More Sustainability Papers

By Kim Jarrett

My Topics in Sustainable Development class read more papers this week, and I am again posting the summaries I turned in.  Shared Equity Ownership is a new concept for me, so I am still developing an opinion and the prompt was to write a critical analysis.  But I enjoy developing or changing my mind about things and because alternative homeownership forms obviously work, it seems likely I will.  The papers we read this week were:

“Recovery and renewal for survivors of Hurricanes Katrina and Rita in Texas” by Kristin Carlisle.

“Green Cities, Growing Cities, Just Cities?” by Scott Campbell

“Shared Equity Homeownership”, Chapters 1, 2, 5 by the National Housing Institute

Kristin Carlisle (Topic: Plight of people whose homes were damaged or destroyed in 2005 by Hurricane Katrina in Louisiana and Hurricane Rita in Texas.)

Summary

There has been an inadequate governmental effort to rebuild the homes, neighborhoods and lives of people who formerly lived in areas destroyed by the hurricanes.  Those hardest hit were poor, and there have not been concentrated efforts by the federal government to fix houses and rebuild their neighborhoods, resulting in dislocation and worsened poverty.

My responses

This is really disheartening.  While it’s surely helpful to dissect how the federal aide system could be improved, the ultimate problem is the lack of desire to improve it.   It’s not the lack of desire to help from the “compassion fatigued”, but the lack of desire to help from the powerful “never cared.”  In her 2007 book The Shock Doctrine, the rise of disaster capitalism, Naomi Klein said:

  •          ”The news racing around (a Hurricane Katrina shelter in New Orleans) that day was that Richard Baker, a prominent Republican congressman from this city, had told a group of lobbyists, ‘We finally cleaned up public housing in New Orleans.  We couldn’t do it, but God did.’  Joseph Canizaro, one of New Orleans’ wealthiest developers, had just expressed a similar sentiment: ‘I think we have a clean sheet to start again.  And with that clean sheet we have some very big opportunities.”  All that week the Louisiana State Legislature in Baton rouge had been crawling with corporate lobbyists helping to lock in those big opportunities: lower taxes, fewer regulations, cheaper workers and a ’smaller, safer city’-which in practice meant plans to level the public housing projects and replace them with condos.”

Scott Campbell (Topic: City planners should define “sustainability” as achieving a balance of interests.)

Summary

Most planners have chosen a single planning priority-economic growth, social justice or environmental protection.  The three corners of the sustainable development planning triangle represent the key goals in planning, and the three axes represent the three resulting areas of conflict and complement.  The center, the balance, is “sustainability”.  It may take a long time to reach the balance, to reach “sustainability”.

My responses

  •           The triangle is a good starting point for discussion.  But I’m resistant to the author’s insistence that the definition of “sustainability” exclude the mythic, the romantic, the indigenous, as these lie at the heart of culture and I believe culture is the heart of the planet.  But I liked the author’s method of discussing potential definitions by exploring what should be excluded.
  •        The author states that one way he measures social justice is intergenerational fairness.  In a public policy class I took at the law school, one of the readings pointed out that it can be very difficult to strike a balance between the perspectives of growth economics and intergenerational fairness.  In growth economics, the highest value is ascribed to what can be utilized today, which creates a fundamental conflict with the intergenerational approach.  For example, the national deficit-legislators have consistently chosen to spend knowing full well it would have detrimental effects on future Americans.

John Emmeus Davis (Topic: Pros and Cons of alternative forms of homeownership.)

Summary

Shared Equity Housing creates access to homeownership for people whose incomes rise more slowly than consumer prices and defends against the ill-effects of rising property values and speculative buying.
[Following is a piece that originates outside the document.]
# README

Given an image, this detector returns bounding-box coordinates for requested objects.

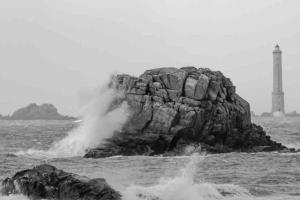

Any current lack of evidence about the effectiveness of alternative ownership systems indicates a need for further study, not an inherent lack of viability.

My Responses

  •       The alternative ownership forms seem to reach Campbell’s definition of sustainability.  At the same time, the high level of involvement of a controlling entity in the third market is novel in the U.S.  I tend toward favoring what Campbell calls an unrealistic and romantic notion, a city that is sustainable from the bottom-up through the collective effect of individuals making sustainable choices, rather than a city that is sustainable through a new form of top-down system.
  •        I have some gut-reaction reservations about the limitations on rights to use aspect of cooperative ownership because I live in a gated residential community (through acts of the fates) with neighborhood covenants and the restrictions on use frequently infuriate me.
  •       The author proceeds from the assumption that home ownership is something most people want to achieve, and it seems likely that’s true.  But I’m currently speculative about the American notion of “owning your own home”, and question the value we ascribe to homeownership.  Does aspiring toward homeownership make sense today in the same way that it did in the early 20th century?